Predictably, the Cons are
running through their Rolodex of excuses as to why they're
spending public money on partisan media monitoring - with the answer being that they want to make sure that PR stunts achieve additional partisan goals:
The prime minister’s spokesman Andrew MacDougall told HuffPost PCO
tracks the coverage of their backbench MPs because they make
announcements on behalf of the government all the time. “Of course the
government wants to know what kind of coverage gets generated from those
announcements,” he said.
But the Cons' abuse of announcement opportunities is far from a new issue. So I'll simply point to
my answer to similar issues surrounding past cheerleading sessions:
There's been plenty of debate about the protest
which caused Joe Oliver to move a funding announcement. But I'd think
there's a more fundamental question we should ask about the event,
particularly when the indignant response of the event host was to the
effect that "this is an important announcement!".

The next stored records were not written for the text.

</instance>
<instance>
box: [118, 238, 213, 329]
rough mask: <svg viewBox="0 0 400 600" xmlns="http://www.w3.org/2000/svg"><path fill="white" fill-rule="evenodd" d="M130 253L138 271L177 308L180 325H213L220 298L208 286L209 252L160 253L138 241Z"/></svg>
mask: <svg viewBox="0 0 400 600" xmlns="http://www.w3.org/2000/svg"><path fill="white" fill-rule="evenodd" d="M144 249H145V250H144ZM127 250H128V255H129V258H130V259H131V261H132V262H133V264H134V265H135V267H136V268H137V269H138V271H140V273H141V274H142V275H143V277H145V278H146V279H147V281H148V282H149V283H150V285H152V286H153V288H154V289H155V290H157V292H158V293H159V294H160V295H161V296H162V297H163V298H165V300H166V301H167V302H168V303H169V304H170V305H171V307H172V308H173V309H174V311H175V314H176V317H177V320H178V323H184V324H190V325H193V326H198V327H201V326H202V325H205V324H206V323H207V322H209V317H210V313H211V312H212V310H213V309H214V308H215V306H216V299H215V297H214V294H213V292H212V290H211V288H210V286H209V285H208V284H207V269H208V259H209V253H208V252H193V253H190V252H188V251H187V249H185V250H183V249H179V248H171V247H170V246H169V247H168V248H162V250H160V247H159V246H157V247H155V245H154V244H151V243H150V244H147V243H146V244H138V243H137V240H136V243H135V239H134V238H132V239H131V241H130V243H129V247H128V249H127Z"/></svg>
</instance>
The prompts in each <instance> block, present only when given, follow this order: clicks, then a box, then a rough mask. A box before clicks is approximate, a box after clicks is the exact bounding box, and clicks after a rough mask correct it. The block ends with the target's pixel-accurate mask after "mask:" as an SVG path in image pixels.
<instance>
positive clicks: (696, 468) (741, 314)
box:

To wit: how exactly is it important for the Cons to be able to dictate
that a public venue serve as a resistance-free backdrop for their PR
efforts?
...
(W)e've all too often come to accept that it's the divine right of Cons to
assemble a compliant media and no dissenters wherever they please (and
at our expense) to deliver talking points. And I'm sure the lesson
they'll take from Oliver's press conference is that they should crack
down even further on anybody who might disagree with any of their
policies.
But there's a more basic question worth asking as to how publicly-funded
political propaganda fits with the need for genuinely free speech. And
the answer may be that we shouldn't be so ready to see our money and
civil service co-opted to PR stunts in the first place.
Needless to say, if there's no public value in holding press events which serve as nothing but personal promotions for Con MPs, then surely there's even less value in spending even more public money to assess whether the media has sufficiently parroted the Cons' talking points. And the Cons only seem to be confirming that they've utterly given up on actual governance in favour of focusing solely on public appearances.